= Donald Quayle Innis =

Canadian geographer

Donald Quayle Innis (April 21, 1924 – August 24, 1988), son of Harold Innis and Mary Quayle, was a geographer, whose primary research interest was the use of intercropping in traditional agriculture. Following his undergraduate degree at the University of Toronto, he studied under Carl O. Sauer at the University of California at Berkeley, with field studies culminating in a PhD dissertation on Human Ecology in Jamaica. He subsequently applied the knowledge gained about farming practices in Jamaica to further studies of traditional agriculture, most notably in Maharashtra, India, as well as in other parts of India, Nepal, and Togo. His findings were published in numerous research papers, and in the book Intercropping and the Scientific Basis of Traditional Agriculture.

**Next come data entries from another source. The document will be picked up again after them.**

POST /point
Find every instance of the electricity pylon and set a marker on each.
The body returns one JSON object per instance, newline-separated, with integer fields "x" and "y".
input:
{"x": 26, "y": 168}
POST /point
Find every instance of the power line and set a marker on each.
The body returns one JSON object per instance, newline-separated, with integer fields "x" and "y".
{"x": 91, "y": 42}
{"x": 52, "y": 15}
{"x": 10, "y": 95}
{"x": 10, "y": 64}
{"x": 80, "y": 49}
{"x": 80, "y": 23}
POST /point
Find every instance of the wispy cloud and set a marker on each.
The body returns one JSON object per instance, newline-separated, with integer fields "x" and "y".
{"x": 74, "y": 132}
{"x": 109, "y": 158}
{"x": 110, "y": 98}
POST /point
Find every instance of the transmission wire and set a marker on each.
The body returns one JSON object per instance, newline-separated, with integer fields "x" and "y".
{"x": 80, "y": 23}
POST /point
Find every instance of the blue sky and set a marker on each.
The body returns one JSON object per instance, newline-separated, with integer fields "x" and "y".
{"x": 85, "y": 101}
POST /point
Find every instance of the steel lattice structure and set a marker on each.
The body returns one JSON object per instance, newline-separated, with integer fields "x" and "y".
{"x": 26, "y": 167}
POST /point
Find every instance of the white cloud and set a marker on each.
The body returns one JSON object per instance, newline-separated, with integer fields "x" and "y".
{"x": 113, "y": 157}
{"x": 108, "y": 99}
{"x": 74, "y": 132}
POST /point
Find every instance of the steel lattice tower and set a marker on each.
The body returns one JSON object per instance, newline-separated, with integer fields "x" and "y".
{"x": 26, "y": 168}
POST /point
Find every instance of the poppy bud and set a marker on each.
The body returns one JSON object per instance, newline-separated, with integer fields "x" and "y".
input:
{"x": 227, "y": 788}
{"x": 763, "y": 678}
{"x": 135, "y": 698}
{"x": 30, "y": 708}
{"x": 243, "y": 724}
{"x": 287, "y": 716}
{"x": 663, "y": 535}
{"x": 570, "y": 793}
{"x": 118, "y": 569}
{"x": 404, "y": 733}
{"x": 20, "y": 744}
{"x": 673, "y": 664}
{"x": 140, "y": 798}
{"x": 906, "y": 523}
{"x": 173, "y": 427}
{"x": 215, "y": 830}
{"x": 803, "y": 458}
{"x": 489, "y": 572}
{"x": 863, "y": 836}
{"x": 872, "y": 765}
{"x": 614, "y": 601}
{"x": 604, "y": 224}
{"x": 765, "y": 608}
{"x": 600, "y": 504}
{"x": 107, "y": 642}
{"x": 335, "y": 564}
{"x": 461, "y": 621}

He did extensive field studies to determine what crop combinations were used in traditional agriculture, comparing these to scientific investigations of the compatibility of various crops; and compared yields obtainable with and without the use of intercropping. Other research interests included communications and resource utilization. He taught at Queen's University, Canada, and at the Geneseo campus of the State University of New York, where he received the 1979 Chancellor's Award for Excellence in Teaching. He is commemorated by the Dr. Donald Innis Memorial Annual Minority Scholarship.